Natalie Pezzani, a 15-year-old girl with congenital heart disease has to wear a doctor prescribed  “defibrillator” vest, called the “LifeVest”, made by Zoll Medical, that is supposed to help save her life in case her heart fails.

Natalie is on the waiting list for receiving a permanent form of a defibrillator called a pacemaker, throughout the years of waiting for a pacemaker to become available for her, Natalie has gone through many false alarms with the LiveVest, her mother, Rachel Pezzani says “the “LifeVest” has failed half a dozen times and started up for no reason,” and whenever the “LifeVest” starts up it dispenses a “pre-shock” gel that tends to heat up with the actual defibrillator pads, which ends up burning the wearer, and in this case Natalie Pezzani.

The American Heart Association has proven that AED’s save 1,700 lives a year, Zoll Medical reports that their “LifeVest,” even after all the malfunctions, has managed to save some lives as well. The FDA calls these malfunctions “inappropriate defibrillation events.” Zoll, as well as the FDA, warned patients of a “potential lack of treatment, or shock delivery, due to a device failure.”

Zoll’s president took to the website to explain how a software revision “corrected the inappropriate defibrillation events,” but that they are still facing wrongful death lawsuits from families in Florida and Illinois. Families of the patients who died while relying on the “LifeVest” say that the wearable defibrillator failed to deliver a shock during cardiac arrest.

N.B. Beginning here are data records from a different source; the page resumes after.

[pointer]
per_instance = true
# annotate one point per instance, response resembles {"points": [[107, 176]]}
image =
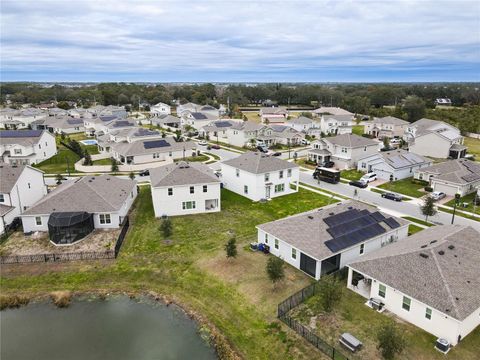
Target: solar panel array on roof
{"points": [[223, 124], [20, 133], [155, 144], [391, 222]]}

Dr. Mark Estes looked into the situation with Zoll and their “LifeVest.” “There have been instances in which patients have died suddenly with the device in place and there have been questions as to whether the device really detected arrhythmia or not.” A study was held to decide whether or not the “LifeVest” actually did the job it was intended to do, and in the end, the study found that the “LifeVest did not lead to a significantly lower rate of the primary outcome of arrhythmic death.”